Co-directors Albert Birney and Kentucker Audley embrace experimentation and analog artistry in this visual feast

Directors Albert Birney and Kentucker Audley don’t just buck contemporary filmmaking conventions in “Strawberry Mansion” — they dared to question and challenge them. And they’ve done so by harkening back to the experimental school of moviemaking, where no topic was too controversial to touch and a variety of visual techniques could be employed to tell a story.

Set in 2035, Audley (“Christmas, Again”) stars as dream auditor James Preble, working in a world where the surveillance state polices and taxes everything, including people’s dreams.  One day he arrives at the home of Arabella (veteran actress Penny Fuller), an eccentric widow whose multi-answer response to his question of occupation he classifies as simply “artist.”

It appears that Bella, as she prefers to be called, has found a way to circumvent dream-monitoring by keeping them analog and transferring them via VHS tapes.
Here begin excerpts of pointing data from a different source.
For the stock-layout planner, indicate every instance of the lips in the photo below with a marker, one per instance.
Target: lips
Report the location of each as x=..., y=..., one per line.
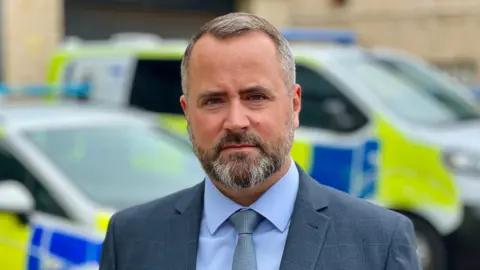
x=238, y=146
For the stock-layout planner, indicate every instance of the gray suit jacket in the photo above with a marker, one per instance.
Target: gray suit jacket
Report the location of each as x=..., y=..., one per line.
x=329, y=230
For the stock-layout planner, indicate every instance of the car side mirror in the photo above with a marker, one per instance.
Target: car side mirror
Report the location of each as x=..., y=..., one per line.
x=338, y=111
x=16, y=199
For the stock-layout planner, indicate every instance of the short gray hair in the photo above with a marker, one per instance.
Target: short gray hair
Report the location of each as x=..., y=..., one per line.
x=235, y=24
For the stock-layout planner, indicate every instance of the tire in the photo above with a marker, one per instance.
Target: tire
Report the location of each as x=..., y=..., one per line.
x=431, y=248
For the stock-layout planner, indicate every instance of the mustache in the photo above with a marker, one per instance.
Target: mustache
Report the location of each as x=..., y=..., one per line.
x=238, y=138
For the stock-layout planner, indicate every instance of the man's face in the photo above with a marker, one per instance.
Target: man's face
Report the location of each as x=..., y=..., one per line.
x=241, y=116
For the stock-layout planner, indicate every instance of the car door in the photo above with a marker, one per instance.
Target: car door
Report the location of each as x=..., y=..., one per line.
x=343, y=148
x=14, y=232
x=53, y=239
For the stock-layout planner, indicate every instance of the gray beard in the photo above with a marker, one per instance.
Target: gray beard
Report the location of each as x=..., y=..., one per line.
x=242, y=171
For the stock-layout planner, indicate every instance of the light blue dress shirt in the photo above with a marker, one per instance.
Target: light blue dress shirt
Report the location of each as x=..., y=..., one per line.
x=218, y=237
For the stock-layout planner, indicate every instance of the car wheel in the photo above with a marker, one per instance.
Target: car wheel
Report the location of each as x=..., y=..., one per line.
x=430, y=246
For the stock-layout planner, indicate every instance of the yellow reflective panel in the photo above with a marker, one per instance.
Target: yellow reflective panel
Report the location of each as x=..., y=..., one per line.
x=411, y=174
x=14, y=242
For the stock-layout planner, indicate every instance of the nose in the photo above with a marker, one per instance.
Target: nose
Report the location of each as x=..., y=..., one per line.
x=237, y=119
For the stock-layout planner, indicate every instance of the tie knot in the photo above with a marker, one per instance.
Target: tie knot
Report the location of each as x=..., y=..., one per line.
x=246, y=221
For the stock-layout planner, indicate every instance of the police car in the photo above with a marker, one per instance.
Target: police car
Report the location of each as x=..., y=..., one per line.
x=65, y=168
x=377, y=123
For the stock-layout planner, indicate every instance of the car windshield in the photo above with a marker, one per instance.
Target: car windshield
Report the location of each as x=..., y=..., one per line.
x=120, y=166
x=412, y=92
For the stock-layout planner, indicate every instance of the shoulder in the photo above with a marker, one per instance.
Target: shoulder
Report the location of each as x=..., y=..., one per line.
x=142, y=216
x=368, y=218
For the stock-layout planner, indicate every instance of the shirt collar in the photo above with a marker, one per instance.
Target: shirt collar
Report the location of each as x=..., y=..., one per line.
x=276, y=205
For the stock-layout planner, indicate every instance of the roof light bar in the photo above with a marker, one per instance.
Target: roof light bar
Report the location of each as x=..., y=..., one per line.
x=38, y=90
x=320, y=35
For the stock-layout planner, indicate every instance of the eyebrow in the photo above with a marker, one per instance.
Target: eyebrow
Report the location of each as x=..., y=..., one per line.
x=248, y=90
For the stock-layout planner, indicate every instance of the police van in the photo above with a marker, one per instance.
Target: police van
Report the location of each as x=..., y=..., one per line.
x=66, y=168
x=379, y=124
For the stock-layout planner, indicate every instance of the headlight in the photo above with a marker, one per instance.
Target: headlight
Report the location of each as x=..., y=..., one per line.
x=462, y=162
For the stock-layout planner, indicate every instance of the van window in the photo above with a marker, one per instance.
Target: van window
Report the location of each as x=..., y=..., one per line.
x=325, y=106
x=12, y=169
x=413, y=93
x=157, y=86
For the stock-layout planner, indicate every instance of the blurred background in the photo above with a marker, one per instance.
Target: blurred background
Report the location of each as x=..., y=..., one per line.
x=90, y=121
x=443, y=32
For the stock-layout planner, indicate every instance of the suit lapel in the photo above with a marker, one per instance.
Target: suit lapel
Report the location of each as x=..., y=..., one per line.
x=183, y=231
x=308, y=226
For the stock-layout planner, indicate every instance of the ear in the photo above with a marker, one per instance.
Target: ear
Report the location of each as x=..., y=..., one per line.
x=183, y=103
x=296, y=103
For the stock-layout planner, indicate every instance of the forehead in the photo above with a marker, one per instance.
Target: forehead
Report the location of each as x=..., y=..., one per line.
x=246, y=58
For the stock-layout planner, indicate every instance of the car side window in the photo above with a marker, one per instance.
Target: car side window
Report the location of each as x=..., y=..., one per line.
x=324, y=106
x=11, y=168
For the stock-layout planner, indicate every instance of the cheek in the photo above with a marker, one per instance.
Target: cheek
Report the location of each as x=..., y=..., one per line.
x=206, y=129
x=269, y=126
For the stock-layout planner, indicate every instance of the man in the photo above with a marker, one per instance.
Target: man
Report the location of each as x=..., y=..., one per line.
x=256, y=208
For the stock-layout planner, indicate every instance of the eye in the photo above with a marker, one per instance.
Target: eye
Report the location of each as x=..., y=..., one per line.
x=212, y=101
x=256, y=97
To get inside them and compile his tally, “the Taxman,” as she calls him, dons an elaborate head contraption.

Through that, he encounters Bella’s dreams and falls for a younger Bella (Grace Glowicki). As Preble tags along her journey, which at some point intertwines with his own thoughts, a walking tree bush and a deep-voiced, toad-faced waiter in a red suit are among his many fantastical encounters.

Back in reality, he and the older Bella seem to grow close, with Preble envisioning her as her younger self the more they spend quality time together. As the older Bella, Fuller brings a lighthearted, Helen Mirren sexiness to her role, making a present-day romance with the younger Preble, egged on by her chemistry with Audley, quite plausible.

But when the worst comes to Bella, Preble is confronted by her estranged son Peter (Reed Birney, “Mass”), apparently a very powerful ad man who does not wish him well. Peter’s violent dismissal of Preble sends him on a search for Bella, in which he is boldly confronted with the danger ads pose on our dreams and imagination. The film’s creative and dramatic conclusion makes a bold statement about the power of dreams, passion, and love to conquer it all, even in the face of extreme adversity.

“Strawberry Mansion” dazzles most in its execution. In its own search for creativity and inspiration, the film leans into experimentation and whimsy. Tyler Davis’ cinematography more than stands out; it pops. Shooting digitally and then transferring the master to 16mm creates a unique aesthetic that almost serves as a visual time machine.

The film’s retro look echoes the longing for something pure that’s underscored in its narrative. There’s also a grounding to “Strawberry Mansion” — surprising, given its inclusion of a wolf and of man-size rats as sailors; Preble, even when he’s down, never loses sight of what’s important.

Birney and Audley had a measure of cult success with their acclaimed 2017 film “Sylvio” — and this one certainly isn’t pitched at a mainstream audience — but clearly they’re driven by something other than box-office receipts and the chance to direct a superhero movie. Whether working individually or together, both Birney and Audley seem driven to create work with a voice and a bite, and when everyone does finally catch up, “Strawberry Mansion” will be among the many films in their catalog for fans to devour and appreciate.

“Strawberry Mansion” opens in select U.S. theaters Friday and on-demand Feb. 25.